MHB How can $5^{1985}-1$ be factored into three integers greater than $5^{100}$?

[anemone]

Factor $5^{1985}-1$ into a product of three integers, each of which is greater than $5^{100}$.

 

[anemone]

Solution suggested by other:

Spoiler

Note that $x^5-1=(x-1)(x^4+x^3+x^2+x+1)$ and $x^4+x^3+x^2+x+1=(x^2+3x+1)^2-5x(x+1)^2$, hence if we let $x=5^{397}$, we have

$\begin{align*}x^4+x^3+x^2+x+1&=(x^2+3x+1)^2-5x(x+1)^2\\&=(x^2+3x+1)^2-5^{398}(x+1)^2\\&=(x^2+3x+1)^2-(5^{199}(x+1))^2\\&=(x^2+3x+1+5^{199}(x+1))(x^2+3x+1-5^{199}(x+1)) \end{align*}$

It is obvious that $x-1$ and $x^2+3x+1+5^{199}(x+1)$ are both greater than $5^{100}$.
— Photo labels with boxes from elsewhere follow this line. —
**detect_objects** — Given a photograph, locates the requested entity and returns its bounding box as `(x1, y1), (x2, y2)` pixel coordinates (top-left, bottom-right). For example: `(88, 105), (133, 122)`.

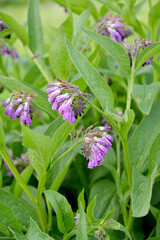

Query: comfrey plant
(0, 0), (160, 240)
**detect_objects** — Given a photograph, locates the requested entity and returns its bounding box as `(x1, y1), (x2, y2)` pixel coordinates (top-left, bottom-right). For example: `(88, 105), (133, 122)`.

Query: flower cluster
(46, 78), (88, 124)
(125, 39), (153, 66)
(96, 13), (131, 42)
(2, 90), (36, 125)
(82, 127), (113, 168)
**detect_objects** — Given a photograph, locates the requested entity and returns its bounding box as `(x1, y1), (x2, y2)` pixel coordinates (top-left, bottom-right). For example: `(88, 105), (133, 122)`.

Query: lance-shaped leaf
(83, 29), (130, 76)
(44, 190), (74, 234)
(135, 43), (160, 70)
(28, 0), (43, 53)
(0, 12), (29, 45)
(66, 40), (114, 110)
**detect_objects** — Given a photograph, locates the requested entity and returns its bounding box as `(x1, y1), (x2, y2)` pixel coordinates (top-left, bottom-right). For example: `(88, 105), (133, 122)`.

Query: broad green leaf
(89, 179), (119, 219)
(54, 0), (98, 19)
(0, 75), (55, 118)
(128, 100), (160, 169)
(78, 188), (86, 211)
(83, 29), (130, 76)
(0, 12), (29, 45)
(73, 6), (91, 46)
(22, 125), (51, 172)
(66, 40), (114, 110)
(28, 0), (43, 54)
(0, 189), (41, 227)
(107, 219), (132, 240)
(0, 117), (5, 148)
(87, 195), (97, 222)
(132, 167), (157, 217)
(0, 203), (21, 231)
(149, 1), (160, 26)
(76, 203), (88, 240)
(46, 143), (79, 191)
(148, 134), (160, 176)
(135, 43), (160, 71)
(25, 218), (53, 240)
(133, 83), (160, 114)
(49, 18), (73, 80)
(44, 190), (74, 234)
(14, 165), (33, 197)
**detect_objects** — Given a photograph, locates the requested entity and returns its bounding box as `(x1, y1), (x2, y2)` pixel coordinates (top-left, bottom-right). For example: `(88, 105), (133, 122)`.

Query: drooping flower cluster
(2, 90), (36, 125)
(96, 13), (131, 42)
(46, 78), (88, 124)
(4, 153), (30, 177)
(82, 127), (113, 168)
(125, 39), (153, 66)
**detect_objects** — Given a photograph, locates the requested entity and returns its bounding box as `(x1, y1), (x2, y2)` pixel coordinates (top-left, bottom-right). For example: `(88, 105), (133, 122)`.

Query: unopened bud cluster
(2, 90), (36, 125)
(46, 78), (89, 124)
(125, 39), (153, 66)
(96, 13), (131, 42)
(82, 127), (113, 168)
As for the third factor, we have

$x^2+3x+1-5^{199}(x+1)=x(x-5^{199})+3a-5^{199}+1 \ge a+0+1 \ge 5^{100}$

Hence $5^{1985}-1$ can be expressed as a product of three integers, i.e. $5^{1985}-1=(5^{397}-1)(5^{794}+3(5^{397})+1+5^{199}(5^{397}+1))(5^{794}+3(5^{397})+1-5^{199}(5^{397}+1))$, each of which factor is greater than $5^{100}$.